精神障害者の「私宅監置」問う 本土復帰前の沖縄、歴史に迫る 大宮で上映会

2023年5月16日 08時00分

「過去の話ではない」と語る原義和監督(中)と佐藤晃一さん(右)ら

 本土復帰前の沖縄で続いた、精神障害者らを自宅敷地内の小屋などに閉じ込める「私宅監置」制度。障害者を社会から隔離した歴史を問うドキュメンタリー映画「夜明け前のうた〜消された沖縄の障害者」の上映会と、原義和監督のトークイベントが4月、さいたま市大宮区のレイボックホールで開かれた。(出田阿生)
 精神医療を巡っては、今年に入り東京の精神科病院「滝山病院」で患者虐待事件が問題となるなど、大きな関心が集まっている。精神障害者の地域生活を支援する公益社団法人「やどかりの里」(さいたま市見沼区)が「差別の現状を考えたい」と企画した。
 明治期に制定された私宅監置制度は戦後の一九五〇年に廃止されたが、米軍に統治された沖縄では七二年まで残った。原さんは残された数々の写真から、隔離小屋の痕跡や関係者を訪ねて撮影した。映像では、コンクリートで建てられた牢獄(ろうごく)のような廃屋が生々しく映し出された。

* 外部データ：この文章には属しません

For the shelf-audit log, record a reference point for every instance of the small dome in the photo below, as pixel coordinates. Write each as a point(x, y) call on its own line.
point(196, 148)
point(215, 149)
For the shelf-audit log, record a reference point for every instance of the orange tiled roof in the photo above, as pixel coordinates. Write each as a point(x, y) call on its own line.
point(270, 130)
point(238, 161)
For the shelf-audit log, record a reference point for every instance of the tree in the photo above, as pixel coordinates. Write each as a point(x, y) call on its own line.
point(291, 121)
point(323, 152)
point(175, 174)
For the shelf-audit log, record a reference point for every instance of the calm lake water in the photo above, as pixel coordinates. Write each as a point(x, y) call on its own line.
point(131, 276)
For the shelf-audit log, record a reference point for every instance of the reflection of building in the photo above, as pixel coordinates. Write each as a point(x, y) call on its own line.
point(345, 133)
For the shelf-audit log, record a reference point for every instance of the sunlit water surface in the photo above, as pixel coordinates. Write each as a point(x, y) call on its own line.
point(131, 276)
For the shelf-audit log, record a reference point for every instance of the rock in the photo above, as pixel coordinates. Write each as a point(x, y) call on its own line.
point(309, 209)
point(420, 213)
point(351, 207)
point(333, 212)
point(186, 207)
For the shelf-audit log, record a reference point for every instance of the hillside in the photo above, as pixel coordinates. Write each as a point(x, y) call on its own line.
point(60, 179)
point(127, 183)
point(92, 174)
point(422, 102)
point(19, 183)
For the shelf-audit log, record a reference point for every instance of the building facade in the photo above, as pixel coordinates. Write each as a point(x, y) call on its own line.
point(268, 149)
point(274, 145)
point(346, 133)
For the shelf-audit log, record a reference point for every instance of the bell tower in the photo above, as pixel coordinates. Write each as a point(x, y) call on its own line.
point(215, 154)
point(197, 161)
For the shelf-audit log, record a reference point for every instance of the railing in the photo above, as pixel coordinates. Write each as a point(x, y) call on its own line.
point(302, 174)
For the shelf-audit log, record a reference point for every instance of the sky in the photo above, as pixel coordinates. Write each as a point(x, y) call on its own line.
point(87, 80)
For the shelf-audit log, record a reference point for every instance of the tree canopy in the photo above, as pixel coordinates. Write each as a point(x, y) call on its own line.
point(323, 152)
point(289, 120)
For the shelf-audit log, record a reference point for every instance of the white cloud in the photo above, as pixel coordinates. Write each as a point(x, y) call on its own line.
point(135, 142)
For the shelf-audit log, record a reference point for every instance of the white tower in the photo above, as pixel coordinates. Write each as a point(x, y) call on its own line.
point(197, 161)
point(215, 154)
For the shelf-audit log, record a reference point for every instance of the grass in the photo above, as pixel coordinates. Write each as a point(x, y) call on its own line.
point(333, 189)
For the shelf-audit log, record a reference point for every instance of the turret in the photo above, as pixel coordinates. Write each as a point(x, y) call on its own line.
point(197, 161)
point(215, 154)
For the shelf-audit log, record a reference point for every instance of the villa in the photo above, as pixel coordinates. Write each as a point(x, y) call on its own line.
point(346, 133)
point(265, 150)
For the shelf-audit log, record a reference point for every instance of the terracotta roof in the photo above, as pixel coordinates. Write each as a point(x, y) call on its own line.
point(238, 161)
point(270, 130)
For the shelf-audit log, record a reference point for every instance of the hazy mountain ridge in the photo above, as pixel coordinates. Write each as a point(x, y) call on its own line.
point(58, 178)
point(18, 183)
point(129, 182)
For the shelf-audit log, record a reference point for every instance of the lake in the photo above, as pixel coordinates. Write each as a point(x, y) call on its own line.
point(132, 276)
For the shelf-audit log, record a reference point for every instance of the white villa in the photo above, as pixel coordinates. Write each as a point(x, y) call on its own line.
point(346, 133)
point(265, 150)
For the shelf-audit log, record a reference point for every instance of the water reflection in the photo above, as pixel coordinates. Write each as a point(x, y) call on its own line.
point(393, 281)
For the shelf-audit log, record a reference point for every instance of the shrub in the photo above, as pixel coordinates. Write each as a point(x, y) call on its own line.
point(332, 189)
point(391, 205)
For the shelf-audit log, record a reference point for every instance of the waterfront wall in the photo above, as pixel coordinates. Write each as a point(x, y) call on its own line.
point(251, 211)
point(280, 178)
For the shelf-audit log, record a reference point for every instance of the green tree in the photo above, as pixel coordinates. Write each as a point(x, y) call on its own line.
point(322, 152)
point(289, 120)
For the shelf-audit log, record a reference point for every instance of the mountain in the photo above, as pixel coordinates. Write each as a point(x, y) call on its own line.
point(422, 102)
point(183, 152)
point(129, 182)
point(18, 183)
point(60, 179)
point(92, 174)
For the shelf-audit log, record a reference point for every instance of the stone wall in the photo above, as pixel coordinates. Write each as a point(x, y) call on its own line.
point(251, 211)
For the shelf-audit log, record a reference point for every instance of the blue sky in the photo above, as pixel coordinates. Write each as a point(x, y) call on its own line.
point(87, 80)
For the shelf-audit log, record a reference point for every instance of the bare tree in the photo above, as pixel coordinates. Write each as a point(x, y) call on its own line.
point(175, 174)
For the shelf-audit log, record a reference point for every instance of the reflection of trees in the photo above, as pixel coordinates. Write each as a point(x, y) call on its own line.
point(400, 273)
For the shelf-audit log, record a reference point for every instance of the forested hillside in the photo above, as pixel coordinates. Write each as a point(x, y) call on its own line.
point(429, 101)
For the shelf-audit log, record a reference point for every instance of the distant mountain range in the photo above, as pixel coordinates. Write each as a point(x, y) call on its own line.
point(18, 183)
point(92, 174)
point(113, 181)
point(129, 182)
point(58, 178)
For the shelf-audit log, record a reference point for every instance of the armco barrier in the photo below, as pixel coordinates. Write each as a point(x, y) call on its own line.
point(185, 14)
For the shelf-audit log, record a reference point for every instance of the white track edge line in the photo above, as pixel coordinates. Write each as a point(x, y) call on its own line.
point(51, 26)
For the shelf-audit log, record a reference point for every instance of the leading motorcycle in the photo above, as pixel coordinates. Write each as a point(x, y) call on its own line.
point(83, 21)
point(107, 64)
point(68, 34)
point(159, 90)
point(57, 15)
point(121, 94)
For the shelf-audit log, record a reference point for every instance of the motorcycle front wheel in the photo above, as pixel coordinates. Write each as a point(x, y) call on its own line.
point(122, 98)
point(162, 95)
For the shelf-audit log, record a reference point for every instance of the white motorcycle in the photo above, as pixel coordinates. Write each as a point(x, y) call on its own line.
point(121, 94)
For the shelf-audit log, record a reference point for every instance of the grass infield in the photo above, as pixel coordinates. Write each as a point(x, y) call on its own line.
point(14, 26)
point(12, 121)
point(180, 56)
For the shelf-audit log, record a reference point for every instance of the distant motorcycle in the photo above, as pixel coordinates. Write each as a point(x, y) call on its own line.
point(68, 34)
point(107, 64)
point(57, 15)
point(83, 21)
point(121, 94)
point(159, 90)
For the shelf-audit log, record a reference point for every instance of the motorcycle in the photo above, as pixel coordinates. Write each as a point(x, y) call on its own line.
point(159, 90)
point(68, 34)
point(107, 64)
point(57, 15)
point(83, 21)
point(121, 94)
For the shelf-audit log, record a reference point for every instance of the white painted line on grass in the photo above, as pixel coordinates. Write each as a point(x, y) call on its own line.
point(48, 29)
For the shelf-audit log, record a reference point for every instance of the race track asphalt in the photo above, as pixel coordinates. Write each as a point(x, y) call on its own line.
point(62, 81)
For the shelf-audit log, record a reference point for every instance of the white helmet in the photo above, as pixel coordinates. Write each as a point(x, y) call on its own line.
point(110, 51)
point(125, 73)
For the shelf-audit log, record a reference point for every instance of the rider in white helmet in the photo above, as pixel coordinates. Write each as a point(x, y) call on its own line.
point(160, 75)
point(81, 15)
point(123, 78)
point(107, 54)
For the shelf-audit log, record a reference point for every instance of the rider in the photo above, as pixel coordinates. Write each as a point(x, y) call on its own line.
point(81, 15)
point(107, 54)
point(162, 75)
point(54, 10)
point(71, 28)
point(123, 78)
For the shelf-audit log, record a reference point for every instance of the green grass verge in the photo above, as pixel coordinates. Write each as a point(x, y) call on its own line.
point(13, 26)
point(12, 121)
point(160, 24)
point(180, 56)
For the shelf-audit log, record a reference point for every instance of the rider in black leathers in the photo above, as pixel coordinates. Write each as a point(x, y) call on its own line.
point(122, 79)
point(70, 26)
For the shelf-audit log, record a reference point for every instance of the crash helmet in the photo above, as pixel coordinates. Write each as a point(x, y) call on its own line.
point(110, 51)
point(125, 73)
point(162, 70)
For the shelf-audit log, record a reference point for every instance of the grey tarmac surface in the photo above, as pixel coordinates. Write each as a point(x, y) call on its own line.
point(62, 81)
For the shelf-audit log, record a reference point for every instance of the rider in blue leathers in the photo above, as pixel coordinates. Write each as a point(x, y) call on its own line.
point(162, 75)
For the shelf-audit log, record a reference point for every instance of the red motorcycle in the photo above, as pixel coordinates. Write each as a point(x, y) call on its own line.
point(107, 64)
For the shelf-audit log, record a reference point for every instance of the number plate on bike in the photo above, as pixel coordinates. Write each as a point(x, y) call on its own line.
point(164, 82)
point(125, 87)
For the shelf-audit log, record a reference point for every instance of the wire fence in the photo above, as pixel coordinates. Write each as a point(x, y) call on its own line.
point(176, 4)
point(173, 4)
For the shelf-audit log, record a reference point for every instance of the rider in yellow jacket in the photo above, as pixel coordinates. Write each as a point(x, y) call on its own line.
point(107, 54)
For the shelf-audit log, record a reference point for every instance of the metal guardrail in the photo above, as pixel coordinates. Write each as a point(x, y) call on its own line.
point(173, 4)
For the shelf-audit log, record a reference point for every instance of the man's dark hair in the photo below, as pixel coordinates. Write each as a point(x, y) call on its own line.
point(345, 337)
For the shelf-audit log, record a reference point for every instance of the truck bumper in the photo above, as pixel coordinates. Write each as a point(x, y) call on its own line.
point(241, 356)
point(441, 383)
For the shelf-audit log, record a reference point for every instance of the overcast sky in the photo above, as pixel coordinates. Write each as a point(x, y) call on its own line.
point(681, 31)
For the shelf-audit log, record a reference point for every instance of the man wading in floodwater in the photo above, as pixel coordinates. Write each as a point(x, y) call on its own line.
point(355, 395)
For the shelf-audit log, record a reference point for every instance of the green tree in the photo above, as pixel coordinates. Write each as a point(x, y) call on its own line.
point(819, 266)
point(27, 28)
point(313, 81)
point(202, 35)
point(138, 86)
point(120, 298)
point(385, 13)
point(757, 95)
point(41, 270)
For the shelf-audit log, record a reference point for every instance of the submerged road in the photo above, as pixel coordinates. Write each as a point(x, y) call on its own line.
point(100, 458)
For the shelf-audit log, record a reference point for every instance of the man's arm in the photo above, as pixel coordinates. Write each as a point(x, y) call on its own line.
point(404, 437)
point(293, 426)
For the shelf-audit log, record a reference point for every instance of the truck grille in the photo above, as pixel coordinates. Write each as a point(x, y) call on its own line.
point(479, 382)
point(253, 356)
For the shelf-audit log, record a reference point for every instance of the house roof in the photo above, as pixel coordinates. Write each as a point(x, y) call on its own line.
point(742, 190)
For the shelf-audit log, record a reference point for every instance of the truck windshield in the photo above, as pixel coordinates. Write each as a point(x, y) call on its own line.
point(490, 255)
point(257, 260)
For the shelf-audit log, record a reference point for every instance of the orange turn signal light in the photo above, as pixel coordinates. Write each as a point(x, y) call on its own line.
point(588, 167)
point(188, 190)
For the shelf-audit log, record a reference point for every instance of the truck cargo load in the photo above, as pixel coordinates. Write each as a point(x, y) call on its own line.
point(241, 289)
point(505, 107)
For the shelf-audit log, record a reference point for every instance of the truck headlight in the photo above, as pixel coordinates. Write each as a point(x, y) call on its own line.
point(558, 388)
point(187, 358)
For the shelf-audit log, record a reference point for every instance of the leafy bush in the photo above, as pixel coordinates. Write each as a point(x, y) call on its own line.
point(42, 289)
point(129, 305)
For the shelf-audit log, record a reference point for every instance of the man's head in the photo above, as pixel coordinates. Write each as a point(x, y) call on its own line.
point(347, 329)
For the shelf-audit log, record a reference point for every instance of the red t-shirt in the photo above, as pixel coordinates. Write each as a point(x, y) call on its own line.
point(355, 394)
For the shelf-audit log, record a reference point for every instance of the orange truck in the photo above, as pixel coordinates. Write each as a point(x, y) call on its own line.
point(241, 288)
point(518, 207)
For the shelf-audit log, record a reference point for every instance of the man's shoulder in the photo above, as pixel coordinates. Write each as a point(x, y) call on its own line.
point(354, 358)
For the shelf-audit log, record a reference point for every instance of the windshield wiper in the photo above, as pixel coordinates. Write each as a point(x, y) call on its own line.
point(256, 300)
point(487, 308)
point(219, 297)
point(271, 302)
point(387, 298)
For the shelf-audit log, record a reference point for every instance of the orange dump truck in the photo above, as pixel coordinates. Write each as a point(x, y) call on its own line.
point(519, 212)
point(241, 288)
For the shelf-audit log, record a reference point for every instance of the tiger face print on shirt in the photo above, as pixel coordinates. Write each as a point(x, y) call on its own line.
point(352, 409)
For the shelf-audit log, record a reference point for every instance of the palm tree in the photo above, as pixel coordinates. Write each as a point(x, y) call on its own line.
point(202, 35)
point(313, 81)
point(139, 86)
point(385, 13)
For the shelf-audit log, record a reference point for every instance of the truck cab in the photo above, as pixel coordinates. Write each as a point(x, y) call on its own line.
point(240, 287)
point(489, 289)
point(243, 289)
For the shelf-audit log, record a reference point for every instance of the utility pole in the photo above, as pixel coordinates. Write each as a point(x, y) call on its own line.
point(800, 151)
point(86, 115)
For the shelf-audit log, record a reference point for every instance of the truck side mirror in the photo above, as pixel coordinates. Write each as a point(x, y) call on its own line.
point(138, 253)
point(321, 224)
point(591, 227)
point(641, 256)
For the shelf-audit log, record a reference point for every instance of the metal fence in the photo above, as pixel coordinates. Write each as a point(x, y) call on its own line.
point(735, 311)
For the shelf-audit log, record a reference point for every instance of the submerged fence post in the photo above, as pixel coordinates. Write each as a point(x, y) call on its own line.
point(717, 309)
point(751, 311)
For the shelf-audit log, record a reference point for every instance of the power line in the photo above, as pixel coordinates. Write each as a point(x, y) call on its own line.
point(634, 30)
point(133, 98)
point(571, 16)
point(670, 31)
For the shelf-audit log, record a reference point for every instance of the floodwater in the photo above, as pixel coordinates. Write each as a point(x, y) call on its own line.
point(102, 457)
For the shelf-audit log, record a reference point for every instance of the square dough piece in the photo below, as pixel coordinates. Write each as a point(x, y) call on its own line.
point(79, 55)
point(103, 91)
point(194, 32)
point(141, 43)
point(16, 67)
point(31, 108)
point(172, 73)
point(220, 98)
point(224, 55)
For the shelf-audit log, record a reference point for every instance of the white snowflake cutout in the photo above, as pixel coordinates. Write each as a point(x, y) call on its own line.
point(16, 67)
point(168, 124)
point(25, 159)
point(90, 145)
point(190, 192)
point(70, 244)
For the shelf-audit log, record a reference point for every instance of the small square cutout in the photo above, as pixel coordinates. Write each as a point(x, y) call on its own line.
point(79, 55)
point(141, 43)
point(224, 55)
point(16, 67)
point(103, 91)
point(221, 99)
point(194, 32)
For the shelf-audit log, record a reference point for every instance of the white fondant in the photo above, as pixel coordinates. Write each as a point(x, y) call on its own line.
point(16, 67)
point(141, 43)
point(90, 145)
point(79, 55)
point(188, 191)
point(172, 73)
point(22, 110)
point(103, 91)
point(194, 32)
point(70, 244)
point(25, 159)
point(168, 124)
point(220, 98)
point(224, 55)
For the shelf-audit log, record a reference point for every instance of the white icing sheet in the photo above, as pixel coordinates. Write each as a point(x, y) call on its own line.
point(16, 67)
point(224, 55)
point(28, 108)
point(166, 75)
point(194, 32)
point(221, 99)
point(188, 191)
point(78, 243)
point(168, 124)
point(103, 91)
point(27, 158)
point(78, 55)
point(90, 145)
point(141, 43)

「夜明け前のうた」の一場面。自宅敷地内に作られた監置場所の廃屋 ©2020原義和

 原さんは「患者の抵抗は認められず、多くは死ぬことでしか外に出られなかった。その傷に対する回復も癒やしもないまま今に至る。映画では一人一人の名前を呼んで、人間性を回復したかった」と語った。「私宅監置は家族に監視を義務付けたが、今でも本人の同意なしに家族などのサインで入院させられる強制入院制度がある」と原さん。「当事者や家族に苦しみを押しつけて、大多数の人々が安寧を享受しているのが日本社会。この映画を見て、現代の問題として考えてほしい」と語りかけた。
 トークには、やどかりの里のメンバーで、全国の裁判所で係争中の生活保護基準引き下げ反対訴訟の埼玉訴訟の原告の一人でもある佐藤晃一さん(56)が参加。「映画を見て、未来をより良く変えたいと考える人がどんどん出てきてほしい」と話した。原さんは「足を踏まれている人の声にこそ、社会を変えていく最も強い力がある」とエールを送った。